Like the other Giya models, the G4 is a five-driver, four-way design housed in a swooping, uniquely styled enclosure -- some will say "crazy looking." And all the Giya hallmarks are there, including tapered-tube loading on drivers, even on the woofers, to dissipate the rearward-directed energy from the diaphragm; dual, force-canceling side-firing woofers for maximum bass output and minimum resonance; and a cabinet constructed from a combination of fiberglass and balsa. As with all Vivid models, the drivers are effectively detached from the cabinet by an O-ring mounting technique, which greatly reduces energy transferred from them to the cabinet walls as opposed to if they were bolted straight on. All in all, cutting-edge stuff.
Visually, the G4 most resembles the G3, but it's smaller -- about 40" tall versus about 45". And the G4's tweeter and upper midrange are both pretty much the same, including the way that the tapered tubes cut through the top "horn."
What Giya had to create for the G4 was a new, smaller midrange driver, which would allow for a narrower baffle, and a new woofer in order to maximize bass output from a smaller enclosure. The result is a new C125S driver for the mids, which uses a C1000S alloy cone that measures about 5" across, and the C125L woofer, which is said to have a short-coil, long-gap motor design. There are many unique features with the C125L, but the most obvious one has to do with the surround. Whereas the bulbous part of a surround usually stops short of the outermost part of the driver, this one wraps right around to the outside in order to maximize excursion.

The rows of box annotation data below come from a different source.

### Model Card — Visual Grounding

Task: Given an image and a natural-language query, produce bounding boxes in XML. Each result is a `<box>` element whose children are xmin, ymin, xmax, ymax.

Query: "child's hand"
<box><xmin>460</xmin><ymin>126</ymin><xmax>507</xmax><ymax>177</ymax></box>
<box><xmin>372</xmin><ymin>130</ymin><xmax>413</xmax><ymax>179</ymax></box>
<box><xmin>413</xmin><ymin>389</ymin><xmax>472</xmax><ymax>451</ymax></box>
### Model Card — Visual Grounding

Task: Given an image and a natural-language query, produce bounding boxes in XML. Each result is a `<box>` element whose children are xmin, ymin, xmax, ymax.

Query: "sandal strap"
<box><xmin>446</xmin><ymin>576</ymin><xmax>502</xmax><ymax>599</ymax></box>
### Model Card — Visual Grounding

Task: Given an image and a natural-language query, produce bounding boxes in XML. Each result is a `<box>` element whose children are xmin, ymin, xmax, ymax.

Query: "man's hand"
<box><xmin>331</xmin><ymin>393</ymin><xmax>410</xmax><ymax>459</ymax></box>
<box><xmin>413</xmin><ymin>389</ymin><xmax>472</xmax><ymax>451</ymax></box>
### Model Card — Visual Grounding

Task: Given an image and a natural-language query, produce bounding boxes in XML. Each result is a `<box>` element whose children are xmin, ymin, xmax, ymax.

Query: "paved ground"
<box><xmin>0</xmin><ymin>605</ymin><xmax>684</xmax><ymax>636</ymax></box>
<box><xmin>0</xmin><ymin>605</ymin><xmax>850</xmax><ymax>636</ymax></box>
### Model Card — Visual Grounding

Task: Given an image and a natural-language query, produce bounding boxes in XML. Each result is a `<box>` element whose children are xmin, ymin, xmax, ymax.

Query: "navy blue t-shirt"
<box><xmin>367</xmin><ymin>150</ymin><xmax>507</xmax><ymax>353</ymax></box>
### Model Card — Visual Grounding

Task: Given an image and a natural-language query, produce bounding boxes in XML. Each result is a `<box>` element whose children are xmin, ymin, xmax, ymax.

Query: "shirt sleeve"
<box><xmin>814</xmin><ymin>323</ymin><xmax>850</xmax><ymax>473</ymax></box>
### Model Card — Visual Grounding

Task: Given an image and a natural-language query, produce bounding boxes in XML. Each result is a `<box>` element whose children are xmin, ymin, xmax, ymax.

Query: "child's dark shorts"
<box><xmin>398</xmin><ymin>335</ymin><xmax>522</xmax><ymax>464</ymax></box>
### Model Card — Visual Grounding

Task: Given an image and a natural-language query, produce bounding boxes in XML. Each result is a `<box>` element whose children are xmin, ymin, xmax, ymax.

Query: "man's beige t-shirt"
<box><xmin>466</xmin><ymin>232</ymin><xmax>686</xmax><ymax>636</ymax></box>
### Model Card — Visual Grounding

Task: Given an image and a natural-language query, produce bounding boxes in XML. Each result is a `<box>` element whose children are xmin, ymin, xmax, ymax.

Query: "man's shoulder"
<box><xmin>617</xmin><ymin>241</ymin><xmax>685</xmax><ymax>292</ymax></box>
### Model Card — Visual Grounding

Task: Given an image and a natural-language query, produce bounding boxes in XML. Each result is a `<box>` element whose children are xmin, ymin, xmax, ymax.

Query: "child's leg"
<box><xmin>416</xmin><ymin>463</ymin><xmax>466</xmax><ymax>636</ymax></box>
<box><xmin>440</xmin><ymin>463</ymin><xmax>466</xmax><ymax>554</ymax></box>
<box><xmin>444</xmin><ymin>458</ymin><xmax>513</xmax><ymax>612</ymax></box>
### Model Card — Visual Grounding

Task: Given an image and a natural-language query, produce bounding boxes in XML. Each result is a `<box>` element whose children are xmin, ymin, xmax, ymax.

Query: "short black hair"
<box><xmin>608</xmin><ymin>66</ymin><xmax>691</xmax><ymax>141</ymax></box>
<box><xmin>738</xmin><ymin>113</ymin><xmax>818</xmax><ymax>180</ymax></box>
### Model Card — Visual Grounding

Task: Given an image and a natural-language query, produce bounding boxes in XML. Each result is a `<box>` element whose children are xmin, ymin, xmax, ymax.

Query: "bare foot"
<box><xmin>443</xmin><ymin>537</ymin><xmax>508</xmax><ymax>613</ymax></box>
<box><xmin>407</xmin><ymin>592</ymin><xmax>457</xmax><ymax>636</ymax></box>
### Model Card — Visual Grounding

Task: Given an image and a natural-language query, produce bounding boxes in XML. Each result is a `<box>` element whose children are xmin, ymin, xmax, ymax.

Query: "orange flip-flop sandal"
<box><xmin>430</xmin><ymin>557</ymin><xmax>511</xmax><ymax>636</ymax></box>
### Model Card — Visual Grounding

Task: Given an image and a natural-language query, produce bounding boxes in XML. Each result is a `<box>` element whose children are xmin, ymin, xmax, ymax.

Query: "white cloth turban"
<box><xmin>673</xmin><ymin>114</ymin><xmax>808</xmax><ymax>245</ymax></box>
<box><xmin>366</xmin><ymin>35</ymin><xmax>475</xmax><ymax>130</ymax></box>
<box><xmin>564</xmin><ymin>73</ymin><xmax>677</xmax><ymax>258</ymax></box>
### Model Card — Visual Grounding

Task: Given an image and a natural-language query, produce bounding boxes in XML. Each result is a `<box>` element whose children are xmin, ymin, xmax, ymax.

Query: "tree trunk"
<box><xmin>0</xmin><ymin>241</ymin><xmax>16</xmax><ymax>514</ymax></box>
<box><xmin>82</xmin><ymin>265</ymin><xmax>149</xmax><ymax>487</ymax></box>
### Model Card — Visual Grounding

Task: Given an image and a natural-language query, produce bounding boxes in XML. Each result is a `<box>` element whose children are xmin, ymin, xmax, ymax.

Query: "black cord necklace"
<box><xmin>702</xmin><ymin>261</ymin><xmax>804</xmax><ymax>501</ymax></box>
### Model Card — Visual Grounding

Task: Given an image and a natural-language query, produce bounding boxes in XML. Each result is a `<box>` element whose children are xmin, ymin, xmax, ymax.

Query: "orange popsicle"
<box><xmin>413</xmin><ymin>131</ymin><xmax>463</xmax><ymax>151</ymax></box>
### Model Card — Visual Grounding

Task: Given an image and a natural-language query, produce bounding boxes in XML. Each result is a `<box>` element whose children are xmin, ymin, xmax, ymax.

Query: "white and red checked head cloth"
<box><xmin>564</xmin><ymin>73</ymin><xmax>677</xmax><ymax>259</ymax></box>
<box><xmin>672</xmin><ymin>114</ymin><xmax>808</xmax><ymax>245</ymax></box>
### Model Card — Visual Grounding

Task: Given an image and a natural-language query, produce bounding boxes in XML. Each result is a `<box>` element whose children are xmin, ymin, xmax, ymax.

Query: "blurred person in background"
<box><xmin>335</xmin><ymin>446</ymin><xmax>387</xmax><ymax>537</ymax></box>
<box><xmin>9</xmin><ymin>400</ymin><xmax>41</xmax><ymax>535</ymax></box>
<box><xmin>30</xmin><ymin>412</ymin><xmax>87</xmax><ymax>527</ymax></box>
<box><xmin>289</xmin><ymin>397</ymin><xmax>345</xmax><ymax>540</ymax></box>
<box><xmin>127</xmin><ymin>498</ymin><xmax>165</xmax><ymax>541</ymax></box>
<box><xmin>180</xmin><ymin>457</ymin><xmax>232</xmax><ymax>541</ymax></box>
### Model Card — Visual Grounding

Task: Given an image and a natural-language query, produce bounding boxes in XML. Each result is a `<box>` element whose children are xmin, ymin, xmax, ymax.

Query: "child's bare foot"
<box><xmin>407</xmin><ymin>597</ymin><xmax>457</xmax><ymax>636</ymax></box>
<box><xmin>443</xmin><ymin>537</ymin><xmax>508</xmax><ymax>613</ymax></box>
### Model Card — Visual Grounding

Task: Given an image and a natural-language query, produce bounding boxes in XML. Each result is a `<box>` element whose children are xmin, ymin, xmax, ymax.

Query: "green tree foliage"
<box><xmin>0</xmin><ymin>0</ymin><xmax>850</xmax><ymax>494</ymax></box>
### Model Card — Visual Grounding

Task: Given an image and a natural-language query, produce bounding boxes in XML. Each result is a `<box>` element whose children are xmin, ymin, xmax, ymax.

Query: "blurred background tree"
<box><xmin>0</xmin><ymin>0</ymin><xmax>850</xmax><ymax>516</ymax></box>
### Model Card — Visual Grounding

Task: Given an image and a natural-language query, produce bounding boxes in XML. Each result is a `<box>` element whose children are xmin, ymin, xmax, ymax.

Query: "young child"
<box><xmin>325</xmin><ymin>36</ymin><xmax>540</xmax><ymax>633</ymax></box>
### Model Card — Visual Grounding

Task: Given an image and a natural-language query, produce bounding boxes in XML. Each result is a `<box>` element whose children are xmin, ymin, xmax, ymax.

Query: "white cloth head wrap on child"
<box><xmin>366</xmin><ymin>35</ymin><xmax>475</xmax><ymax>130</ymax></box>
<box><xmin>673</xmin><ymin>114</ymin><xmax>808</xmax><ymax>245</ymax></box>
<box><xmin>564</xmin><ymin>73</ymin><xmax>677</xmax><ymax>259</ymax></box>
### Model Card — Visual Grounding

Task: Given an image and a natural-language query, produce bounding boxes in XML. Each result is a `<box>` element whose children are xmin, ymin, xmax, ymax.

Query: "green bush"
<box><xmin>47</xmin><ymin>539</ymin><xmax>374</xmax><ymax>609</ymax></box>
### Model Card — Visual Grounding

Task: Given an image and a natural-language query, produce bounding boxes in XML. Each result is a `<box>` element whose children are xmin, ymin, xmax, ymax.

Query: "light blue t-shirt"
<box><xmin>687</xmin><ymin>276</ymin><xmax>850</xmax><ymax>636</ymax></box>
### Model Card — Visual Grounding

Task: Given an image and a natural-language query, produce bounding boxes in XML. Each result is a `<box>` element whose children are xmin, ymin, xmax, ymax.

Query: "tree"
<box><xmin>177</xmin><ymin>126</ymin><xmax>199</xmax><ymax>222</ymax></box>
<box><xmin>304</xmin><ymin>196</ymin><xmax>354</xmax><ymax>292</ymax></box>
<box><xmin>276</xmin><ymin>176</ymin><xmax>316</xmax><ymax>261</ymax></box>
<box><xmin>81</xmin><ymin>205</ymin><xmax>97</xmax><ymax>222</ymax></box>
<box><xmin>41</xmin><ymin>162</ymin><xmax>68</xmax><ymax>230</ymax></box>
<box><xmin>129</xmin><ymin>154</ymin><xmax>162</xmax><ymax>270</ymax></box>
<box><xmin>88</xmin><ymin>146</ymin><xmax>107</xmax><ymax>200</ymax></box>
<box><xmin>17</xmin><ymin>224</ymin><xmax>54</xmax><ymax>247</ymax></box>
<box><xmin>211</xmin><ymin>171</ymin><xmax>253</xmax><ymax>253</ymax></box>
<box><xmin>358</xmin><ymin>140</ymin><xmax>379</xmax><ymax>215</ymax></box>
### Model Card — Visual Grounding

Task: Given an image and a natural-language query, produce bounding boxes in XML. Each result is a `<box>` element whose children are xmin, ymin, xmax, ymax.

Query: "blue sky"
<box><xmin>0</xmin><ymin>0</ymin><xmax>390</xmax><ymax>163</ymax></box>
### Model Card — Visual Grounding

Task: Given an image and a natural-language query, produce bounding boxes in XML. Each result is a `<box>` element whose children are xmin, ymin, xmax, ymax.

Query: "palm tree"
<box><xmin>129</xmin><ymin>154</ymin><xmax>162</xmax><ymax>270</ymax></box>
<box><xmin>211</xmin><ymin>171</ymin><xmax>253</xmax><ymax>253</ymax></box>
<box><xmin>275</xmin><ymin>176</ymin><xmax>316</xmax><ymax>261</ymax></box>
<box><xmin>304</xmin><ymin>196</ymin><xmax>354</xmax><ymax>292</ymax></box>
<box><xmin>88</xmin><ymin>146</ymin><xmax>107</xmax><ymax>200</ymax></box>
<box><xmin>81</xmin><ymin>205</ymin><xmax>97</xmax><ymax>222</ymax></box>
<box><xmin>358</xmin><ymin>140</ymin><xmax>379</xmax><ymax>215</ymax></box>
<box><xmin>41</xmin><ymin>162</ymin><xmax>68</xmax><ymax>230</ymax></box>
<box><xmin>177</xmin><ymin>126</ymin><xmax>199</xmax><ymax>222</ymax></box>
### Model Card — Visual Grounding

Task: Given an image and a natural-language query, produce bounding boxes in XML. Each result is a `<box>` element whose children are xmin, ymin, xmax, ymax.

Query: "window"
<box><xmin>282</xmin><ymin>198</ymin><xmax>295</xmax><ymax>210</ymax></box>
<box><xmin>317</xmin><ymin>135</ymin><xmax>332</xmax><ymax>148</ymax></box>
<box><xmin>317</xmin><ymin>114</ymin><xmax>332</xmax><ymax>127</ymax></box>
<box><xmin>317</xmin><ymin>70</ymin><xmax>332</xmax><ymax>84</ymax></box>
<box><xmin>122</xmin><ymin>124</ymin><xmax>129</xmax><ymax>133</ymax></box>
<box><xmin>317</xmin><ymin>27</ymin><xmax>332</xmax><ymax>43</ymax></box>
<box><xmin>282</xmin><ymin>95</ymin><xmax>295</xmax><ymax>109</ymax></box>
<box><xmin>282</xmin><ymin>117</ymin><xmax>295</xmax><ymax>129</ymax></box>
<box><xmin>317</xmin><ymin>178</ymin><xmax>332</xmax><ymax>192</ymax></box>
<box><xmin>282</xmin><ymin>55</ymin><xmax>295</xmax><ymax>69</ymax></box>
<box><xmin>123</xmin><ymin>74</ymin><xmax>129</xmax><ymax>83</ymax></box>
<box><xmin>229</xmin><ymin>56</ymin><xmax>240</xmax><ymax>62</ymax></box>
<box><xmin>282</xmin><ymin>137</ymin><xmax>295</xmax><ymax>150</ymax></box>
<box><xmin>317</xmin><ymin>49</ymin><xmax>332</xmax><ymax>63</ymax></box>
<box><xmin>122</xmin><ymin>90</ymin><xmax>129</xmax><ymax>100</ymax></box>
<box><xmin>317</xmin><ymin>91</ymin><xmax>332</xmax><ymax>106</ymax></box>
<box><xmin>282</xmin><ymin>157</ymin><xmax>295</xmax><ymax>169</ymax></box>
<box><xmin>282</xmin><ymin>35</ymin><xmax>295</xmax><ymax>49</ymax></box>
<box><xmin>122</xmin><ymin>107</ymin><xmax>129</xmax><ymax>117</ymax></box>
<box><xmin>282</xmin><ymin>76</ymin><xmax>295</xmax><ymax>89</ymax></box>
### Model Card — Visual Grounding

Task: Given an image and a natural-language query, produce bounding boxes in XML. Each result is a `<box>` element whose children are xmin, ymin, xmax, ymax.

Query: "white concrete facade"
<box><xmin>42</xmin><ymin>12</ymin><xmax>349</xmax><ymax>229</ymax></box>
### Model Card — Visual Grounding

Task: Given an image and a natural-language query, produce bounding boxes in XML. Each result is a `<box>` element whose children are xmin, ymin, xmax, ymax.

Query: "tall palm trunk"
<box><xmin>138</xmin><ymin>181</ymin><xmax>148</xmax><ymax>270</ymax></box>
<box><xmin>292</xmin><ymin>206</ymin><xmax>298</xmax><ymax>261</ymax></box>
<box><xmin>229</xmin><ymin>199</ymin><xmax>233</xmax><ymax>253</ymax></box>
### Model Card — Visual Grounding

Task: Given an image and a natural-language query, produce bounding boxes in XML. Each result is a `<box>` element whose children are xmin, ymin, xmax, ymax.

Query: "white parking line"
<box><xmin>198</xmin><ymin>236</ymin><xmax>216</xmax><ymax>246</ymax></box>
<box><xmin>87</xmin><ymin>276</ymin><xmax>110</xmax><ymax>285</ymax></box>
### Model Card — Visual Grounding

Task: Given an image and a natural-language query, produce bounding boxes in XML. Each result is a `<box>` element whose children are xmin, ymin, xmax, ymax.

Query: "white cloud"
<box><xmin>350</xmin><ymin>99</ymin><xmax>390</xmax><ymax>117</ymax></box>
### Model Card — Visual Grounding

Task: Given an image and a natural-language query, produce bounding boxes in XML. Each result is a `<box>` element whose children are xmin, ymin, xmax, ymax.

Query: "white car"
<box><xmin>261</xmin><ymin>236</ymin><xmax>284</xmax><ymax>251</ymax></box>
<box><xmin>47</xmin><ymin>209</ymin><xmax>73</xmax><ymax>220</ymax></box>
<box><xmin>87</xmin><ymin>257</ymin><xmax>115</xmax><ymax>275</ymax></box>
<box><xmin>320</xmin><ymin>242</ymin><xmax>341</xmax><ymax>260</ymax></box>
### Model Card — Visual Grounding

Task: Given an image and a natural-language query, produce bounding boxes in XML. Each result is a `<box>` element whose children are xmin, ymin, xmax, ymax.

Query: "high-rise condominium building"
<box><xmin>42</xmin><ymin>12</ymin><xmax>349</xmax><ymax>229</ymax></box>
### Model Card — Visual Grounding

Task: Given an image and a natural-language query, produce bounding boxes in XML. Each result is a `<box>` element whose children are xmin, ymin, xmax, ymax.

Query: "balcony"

The drivers' crossover points are 250z for the woofers to the lower mid, 1kHz for the lower mid to the upper one, and 4kHz for the upper mid to the tweeter. The drivers are all designed by Laurence Dickie and made by Vivid at their factory, which is in South Africa.
As with all the Giya-series loudspeakers, the G4's specs are strong. The frequency range is specified to be 39Hz-33kHz (+/-3dB), with the first break-up mode of the tweeter positioned at 44kHz, which is far beyond the audioband and even surpasses some beryllium-based designs. The -6dB limit in the bass is said to be 36Hz, which is low. The claim for harmonic distortion is <0.5% across the audioband, meaning this speaker, like the bigger Giyas, should play clean. Sensitivity is said to be a moderate 86dB (2.83V/m), while the impedance is said to be a nominal 6 ohms, with a 4-ohm minimum.
If someone asked Laurence Dickie six years ago whether he could make a Giya G1 that's half the size and price, he probably would have said, no way! But times have changed. All told, the G4 features true Giya technology brought down to a smaller size and lower price.